Мать скрестила руки на груди. Её черты заострились; всё милое и женственное, всегда так душно благоухавшее в ней, куда-то ушло, уступив мстительному и жестокому. Уна всего несколько раз в жизни видела её такой - но сейчас понимала, что это не в последнюю очередь вызвано огненным шаром.
Её огненным шаром. Магическим - бесстыдно-магическим для королевства Альсунг.
– Я не возражаю, - ледяным тоном ответила она.
– Можете оставить их воронам и диким зверям. Так было бы справедливее...
– ...Но вызвало бы лишние вопросы, - проворковала женщина.
– Разумнее избавиться от следов и помалкивать об этом нападении, миледи. До тех пор, пока не выяснится, кто и почему желает вам зла.

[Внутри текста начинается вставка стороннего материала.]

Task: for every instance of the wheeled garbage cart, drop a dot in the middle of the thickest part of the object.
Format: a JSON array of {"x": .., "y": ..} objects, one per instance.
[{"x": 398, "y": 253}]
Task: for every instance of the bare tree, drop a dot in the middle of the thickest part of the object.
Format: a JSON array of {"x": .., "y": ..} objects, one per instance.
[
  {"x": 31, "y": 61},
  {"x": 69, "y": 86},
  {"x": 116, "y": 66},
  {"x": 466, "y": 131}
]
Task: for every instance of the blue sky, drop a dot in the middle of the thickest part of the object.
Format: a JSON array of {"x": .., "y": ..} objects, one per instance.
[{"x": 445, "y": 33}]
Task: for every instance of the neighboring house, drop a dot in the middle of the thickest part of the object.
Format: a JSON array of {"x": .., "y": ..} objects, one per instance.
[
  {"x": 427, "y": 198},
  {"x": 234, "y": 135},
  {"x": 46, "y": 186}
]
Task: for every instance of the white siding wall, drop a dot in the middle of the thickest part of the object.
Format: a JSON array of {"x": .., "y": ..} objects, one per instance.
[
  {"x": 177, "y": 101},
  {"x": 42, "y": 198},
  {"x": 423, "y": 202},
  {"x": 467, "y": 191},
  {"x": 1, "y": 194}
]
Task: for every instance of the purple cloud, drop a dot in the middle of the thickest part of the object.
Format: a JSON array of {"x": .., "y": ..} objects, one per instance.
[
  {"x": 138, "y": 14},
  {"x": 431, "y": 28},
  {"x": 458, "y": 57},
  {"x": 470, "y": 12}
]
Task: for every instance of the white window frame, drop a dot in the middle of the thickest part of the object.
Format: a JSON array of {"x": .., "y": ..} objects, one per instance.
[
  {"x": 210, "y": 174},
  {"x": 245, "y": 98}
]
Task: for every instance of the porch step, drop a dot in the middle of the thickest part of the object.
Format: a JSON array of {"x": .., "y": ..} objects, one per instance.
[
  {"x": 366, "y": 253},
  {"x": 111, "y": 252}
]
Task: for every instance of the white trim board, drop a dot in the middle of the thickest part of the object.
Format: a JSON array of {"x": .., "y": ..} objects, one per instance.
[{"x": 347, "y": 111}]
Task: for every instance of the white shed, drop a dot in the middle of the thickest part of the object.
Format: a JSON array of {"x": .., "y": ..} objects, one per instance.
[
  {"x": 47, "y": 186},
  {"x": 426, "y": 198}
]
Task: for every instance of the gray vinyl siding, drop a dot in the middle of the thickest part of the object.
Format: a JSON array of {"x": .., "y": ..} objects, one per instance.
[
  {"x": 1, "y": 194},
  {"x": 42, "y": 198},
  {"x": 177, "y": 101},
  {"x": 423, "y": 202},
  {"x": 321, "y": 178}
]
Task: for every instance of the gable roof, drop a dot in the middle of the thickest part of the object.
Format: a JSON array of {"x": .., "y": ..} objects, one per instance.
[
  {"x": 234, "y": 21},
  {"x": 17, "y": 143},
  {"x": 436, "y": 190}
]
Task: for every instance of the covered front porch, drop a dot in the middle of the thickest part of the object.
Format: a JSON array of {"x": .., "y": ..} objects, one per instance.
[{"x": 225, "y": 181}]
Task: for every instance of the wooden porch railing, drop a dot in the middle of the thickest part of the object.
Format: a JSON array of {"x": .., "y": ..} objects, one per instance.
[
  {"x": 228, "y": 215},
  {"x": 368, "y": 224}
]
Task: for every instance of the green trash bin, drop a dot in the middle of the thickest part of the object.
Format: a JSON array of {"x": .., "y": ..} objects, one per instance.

Тут Эвиарт простонал особенно громкое проклятье - видимо, у его врачевательницы оказались слишком длинные ногти. Колдунья покосилась в их сторону, проверяя, не нужна ли помощь. Уна просто стояла на темнеющей дороге, кутаясь в грязный плащ. Вот так таращиться на Отражение было, пожалуй, не очень-то учтиво - но она чувствовала неодолимое желание заговорить с нею... И ещё она чувствовала себя бесполезным, неловким, чересчур долговязым столбом. На женщине-Отражении был серый балахон, пузырящийся по бокам, а на Уне - тёмно-синее платье с серебряным шитьём; но статуса бесполезного столба это не отменяло.